Aby użyć gwintownika do otworów przelotowych to gwintownik musi "wychodzić" z otworu czy wystarczy, że zostawimy na dnie otworu wystarczająco miejsca na wióry? I dlaczego gwintownik prosty do otworów przelotowych, jest bardziej polecany od gwintownika skrętnego (co odpowiada za jego wytrzymałość, o której mówią producenci)?
Re: Gwintownik przelotowy
: 29 sie 2019, 20:17
autor: oprawcafotografii
Wystarczy, że jest zapas miejsca.
Przez kogo polecany? Ja jak tylko mogłem to kupowałem skrętne... dla wygody.
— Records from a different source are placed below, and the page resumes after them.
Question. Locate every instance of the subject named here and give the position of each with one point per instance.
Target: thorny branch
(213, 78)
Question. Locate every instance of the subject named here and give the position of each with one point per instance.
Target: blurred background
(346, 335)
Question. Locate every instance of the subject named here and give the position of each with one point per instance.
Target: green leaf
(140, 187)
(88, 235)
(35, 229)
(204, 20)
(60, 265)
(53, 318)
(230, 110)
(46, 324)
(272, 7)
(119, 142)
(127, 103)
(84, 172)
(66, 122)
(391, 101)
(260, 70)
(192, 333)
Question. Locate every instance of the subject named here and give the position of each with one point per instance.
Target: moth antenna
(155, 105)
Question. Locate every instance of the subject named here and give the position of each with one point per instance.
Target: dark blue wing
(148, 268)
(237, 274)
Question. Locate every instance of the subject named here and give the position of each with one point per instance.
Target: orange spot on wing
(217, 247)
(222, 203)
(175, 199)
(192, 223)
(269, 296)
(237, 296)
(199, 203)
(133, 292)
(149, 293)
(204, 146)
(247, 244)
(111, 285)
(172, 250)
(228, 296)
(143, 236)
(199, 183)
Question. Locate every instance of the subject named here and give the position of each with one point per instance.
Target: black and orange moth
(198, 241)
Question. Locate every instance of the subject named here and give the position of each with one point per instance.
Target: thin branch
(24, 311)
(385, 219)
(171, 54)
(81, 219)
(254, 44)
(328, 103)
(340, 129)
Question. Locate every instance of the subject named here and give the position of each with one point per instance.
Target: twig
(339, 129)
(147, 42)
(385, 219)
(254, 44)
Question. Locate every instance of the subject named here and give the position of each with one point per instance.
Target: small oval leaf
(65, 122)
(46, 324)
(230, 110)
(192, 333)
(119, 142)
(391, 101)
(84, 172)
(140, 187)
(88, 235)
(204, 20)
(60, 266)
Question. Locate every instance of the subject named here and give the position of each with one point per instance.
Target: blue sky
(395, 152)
Zapewne dlatego, że się nie znam
Najwytrzymalszy gwint to chyba wygniataki robią...
q
Re: Gwintownik przelotowy
: 29 sie 2019, 20:21
autor: Pneumokok
Możesz spróbować, najwyżej urwiesz narzędzie, chyba, że masz oprawkę z kompensacją i sprzęgłem przeciążeniowym. Gwintownik prosty ze względu na kształt rowków wiórowych ma grubszy rdzeń i przez to jest bardziej wytrzymały. Tak, wygniataki robią mocniejszy gwint niż gwintowniki, ale nie można ich stosować do detali z przemysłu spożywczego i farmaceutycznego.
Re: Gwintownik przelotowy
: 29 sie 2019, 20:27
autor: sammuel
Czyli jak mam otwór przelotowy powiedzmy na 50mm, ale gwint nacinam na długości 30mm, to śmiało mogę zakładać gwintownik do otworów przelotowych? Pytam o to, bo myślałem, że wióry muszą "wypaść" poza otwór, żeby przy zmianie obrotów nie było ich już na powierzchni natarcia.
Re: Gwintownik przelotowy
: 29 sie 2019, 20:50
autor: Duszczyk_K
Taki ciekawy filmik na ten temat.
PS. w materiale są przedstawione tez gwintowniki które "pchają" wiór nazwane "spiral point" jest tego polski odpowiednik?